= Ichud HaKehillos LeTohar HaMachane =

Religious organization

The Ichud HaKehillos LeTohar HaMachane (איחוד הקהילות לטוהר המחנה; "union of communities for the purity of the camp") is an Orthodox Jewish organization. It educates Jews about pornography-use habits, Internet addiction, and other problems that the organization believes can result from Internet usage.

== Technology Awareness Group ==
The Ichud HaKehillos has founded a sister group called the Technology Awareness Group ("TAG"). It provides various services to its target market, including installing and configuring Web filtering and monitoring software on computers, smartphones and other devices. TAG is a nonprofit organization staffed by volunteers. Some bigger offices have paid staff. TAG has offices in the US, Canada, Europe, Australia and elsewhere. TAG offices around the world field thousands of phone calls and emails from around the world every day.
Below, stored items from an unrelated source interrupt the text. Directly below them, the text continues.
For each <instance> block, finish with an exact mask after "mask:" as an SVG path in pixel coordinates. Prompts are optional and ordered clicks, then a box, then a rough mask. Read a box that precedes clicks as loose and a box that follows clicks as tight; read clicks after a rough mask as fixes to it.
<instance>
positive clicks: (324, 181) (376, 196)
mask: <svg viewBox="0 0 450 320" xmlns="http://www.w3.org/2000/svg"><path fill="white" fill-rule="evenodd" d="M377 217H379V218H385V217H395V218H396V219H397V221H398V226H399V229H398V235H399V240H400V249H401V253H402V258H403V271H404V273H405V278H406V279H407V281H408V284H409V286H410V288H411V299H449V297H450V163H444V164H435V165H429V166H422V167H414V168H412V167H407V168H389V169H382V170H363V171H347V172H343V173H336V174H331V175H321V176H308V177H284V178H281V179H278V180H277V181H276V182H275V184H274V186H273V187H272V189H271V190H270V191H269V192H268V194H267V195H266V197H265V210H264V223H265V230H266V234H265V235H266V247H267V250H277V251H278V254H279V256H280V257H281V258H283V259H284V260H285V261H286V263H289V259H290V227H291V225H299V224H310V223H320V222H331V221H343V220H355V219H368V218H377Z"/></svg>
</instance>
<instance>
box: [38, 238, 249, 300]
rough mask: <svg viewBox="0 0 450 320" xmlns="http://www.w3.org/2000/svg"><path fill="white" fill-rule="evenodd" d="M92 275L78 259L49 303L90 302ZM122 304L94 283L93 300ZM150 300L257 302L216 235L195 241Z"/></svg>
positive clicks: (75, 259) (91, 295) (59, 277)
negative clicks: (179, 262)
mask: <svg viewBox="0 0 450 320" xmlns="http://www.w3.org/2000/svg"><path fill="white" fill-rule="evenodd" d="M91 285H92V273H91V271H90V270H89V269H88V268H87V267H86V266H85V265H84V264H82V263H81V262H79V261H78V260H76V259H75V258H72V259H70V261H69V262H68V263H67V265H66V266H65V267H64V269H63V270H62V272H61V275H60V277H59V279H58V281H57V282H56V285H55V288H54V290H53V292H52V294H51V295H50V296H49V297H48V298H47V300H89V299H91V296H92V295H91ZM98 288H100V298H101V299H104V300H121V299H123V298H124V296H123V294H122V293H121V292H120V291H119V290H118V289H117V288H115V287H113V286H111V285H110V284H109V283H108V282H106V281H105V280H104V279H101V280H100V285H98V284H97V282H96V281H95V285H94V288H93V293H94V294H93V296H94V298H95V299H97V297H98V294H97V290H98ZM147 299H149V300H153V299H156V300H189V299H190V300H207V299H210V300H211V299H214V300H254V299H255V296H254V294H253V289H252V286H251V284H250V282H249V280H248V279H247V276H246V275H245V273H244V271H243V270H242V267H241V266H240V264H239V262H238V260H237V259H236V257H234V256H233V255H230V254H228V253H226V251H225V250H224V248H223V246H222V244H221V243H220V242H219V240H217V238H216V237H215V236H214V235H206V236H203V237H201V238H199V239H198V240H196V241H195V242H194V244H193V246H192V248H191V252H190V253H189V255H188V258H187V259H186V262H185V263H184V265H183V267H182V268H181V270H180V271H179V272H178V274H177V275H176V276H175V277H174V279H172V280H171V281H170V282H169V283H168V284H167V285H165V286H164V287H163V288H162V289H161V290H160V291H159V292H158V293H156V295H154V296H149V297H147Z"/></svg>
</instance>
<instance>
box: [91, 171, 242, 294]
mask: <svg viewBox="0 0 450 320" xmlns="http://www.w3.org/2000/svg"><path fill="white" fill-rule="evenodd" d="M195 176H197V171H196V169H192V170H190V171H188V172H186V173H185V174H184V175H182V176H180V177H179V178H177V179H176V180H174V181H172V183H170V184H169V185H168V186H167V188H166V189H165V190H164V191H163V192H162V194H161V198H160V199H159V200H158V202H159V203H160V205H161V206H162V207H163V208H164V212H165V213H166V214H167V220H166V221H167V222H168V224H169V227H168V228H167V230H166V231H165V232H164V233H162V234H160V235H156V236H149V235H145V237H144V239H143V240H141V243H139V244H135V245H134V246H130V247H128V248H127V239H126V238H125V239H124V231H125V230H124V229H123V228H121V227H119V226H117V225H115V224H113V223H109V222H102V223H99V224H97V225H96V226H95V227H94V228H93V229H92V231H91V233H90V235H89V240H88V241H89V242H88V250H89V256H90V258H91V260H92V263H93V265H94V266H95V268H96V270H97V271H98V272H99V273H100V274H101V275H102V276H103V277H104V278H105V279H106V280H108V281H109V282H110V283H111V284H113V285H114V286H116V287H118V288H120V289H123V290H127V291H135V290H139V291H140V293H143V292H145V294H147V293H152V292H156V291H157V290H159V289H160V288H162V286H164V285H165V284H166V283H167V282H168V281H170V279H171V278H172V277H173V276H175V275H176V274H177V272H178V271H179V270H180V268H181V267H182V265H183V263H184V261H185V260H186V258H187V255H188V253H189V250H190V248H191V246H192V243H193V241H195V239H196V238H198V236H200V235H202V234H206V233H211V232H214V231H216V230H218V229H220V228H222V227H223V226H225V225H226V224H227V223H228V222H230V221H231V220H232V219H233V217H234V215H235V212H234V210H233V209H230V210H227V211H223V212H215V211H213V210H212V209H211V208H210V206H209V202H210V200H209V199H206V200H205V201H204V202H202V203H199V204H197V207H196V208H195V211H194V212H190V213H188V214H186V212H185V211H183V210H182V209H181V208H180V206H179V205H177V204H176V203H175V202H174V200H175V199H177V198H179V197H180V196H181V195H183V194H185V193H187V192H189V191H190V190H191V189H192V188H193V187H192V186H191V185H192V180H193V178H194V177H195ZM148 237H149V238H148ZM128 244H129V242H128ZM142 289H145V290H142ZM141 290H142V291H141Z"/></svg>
As of January 2020, TAG operates 40 offices in 16 countries and territories. TAG operates 6 offices in the UK, as well as 3 offices in Israel; other similar Israeli organizations include OutNet and the היעוץ המקצועי שעל ידי ועידת הרבנים לביצור חומת הדת technology advice hotline.
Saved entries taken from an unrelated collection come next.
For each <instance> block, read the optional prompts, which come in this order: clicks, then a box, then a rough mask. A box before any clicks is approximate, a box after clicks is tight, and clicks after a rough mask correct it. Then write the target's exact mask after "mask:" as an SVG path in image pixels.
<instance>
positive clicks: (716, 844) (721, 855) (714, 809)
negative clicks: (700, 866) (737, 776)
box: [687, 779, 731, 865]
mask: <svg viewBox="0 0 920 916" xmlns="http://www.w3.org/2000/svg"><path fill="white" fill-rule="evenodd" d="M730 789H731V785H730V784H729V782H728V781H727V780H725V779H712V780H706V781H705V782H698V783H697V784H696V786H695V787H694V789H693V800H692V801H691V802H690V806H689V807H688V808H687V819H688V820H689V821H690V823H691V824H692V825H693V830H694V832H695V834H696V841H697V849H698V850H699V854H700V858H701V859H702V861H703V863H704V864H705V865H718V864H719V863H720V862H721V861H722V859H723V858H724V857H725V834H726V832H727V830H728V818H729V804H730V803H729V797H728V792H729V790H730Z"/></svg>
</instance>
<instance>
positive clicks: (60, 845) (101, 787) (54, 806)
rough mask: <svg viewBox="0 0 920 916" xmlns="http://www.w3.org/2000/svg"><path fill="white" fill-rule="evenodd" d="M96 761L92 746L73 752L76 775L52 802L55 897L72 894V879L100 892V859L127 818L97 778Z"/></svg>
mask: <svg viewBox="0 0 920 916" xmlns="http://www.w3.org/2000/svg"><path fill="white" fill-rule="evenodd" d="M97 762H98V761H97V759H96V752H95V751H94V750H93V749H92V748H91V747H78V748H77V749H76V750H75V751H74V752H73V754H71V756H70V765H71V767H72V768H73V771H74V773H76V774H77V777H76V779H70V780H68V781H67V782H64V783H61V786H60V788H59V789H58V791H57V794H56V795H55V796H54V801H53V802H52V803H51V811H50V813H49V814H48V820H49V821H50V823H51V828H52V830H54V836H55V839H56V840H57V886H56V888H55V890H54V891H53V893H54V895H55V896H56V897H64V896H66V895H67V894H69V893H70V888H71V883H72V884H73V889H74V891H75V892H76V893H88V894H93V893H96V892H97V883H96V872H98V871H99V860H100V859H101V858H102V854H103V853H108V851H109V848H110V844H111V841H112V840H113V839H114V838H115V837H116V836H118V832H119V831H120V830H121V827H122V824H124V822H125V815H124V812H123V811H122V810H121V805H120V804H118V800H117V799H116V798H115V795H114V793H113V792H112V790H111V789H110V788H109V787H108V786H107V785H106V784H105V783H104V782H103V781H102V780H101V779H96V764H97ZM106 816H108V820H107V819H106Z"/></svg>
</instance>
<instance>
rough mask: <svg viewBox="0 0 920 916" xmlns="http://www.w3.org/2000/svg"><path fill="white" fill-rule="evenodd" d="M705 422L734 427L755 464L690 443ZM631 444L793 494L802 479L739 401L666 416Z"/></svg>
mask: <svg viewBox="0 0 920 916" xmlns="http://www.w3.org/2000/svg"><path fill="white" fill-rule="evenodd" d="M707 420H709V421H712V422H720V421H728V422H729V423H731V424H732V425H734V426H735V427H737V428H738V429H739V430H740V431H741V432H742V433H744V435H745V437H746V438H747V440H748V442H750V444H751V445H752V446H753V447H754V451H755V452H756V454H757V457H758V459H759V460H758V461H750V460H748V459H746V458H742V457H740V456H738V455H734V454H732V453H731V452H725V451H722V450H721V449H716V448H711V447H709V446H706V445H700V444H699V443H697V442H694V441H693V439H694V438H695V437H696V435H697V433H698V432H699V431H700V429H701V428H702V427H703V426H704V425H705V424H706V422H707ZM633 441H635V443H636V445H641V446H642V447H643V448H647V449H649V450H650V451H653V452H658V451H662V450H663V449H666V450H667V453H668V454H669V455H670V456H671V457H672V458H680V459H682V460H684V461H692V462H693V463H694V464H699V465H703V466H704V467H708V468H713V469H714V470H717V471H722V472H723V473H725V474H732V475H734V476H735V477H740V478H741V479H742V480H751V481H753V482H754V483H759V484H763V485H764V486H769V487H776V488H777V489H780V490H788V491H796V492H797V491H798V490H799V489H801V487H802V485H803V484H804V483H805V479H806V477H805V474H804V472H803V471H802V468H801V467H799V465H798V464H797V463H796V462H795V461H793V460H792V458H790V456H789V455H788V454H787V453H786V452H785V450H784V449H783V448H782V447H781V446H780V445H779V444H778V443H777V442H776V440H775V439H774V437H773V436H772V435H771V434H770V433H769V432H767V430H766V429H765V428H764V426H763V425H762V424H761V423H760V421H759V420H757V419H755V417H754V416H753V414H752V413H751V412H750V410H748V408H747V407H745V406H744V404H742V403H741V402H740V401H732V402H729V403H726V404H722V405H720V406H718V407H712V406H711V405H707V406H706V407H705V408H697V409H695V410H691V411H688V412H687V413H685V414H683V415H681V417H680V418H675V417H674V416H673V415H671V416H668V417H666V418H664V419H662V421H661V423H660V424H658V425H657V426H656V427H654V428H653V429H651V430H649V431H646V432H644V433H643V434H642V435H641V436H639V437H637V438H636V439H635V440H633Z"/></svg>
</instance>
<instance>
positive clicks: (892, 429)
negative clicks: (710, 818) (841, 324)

As of January 2025, TAG has 55 offices worldwide. https://tag.org/

== Gatherings ==
To help promote awareness of the issues at hand, the Ichud HaKehillos has organized some gatherings.

On September 27, 2005, a gathering was held in Lakewood, New Jersey, shortly before Rosh Hashana. The leaders enacted a policy that children with Internet access are subject to being dismissed from any private Orthodox Jewish school in Lakewood.

===Internet Asifa===
Internet Asifa, or Kinus Klal Yisrael, was a rally organized by Ichud HaKehillos LeTohar HaMachane on May 20, 2012, to raise awareness about the negative consequences the internet and related technology was having in the Haredi community, to discourage the usage of the internet, and to promote the use of internet filters when the internet was being accessed. The rally was held at Citi Field and Arthur Ashe Stadium, New York City, and attended by over 60,000 people. Women were not allowed to attend the rally due to religious modesty concerns but were able to watch from closed circuit television at satellite locations. The media was also barred from entering due to stated "homeland security concerns," as per the rally's spokesman.

The rally was widely discussed in Orthodox Jewish online blogs and forums. Much discussion centered around the irony of how the internet was utilized by event attendees and members of the Orthodox Jewish community to promote an event which explicitly discouraged usage of the internet. Further discussion centered around speculation that some of the organizations sponsoring and promoting the event had ties to internet filter companies and had financial incentives from the religious promotion of internet filters.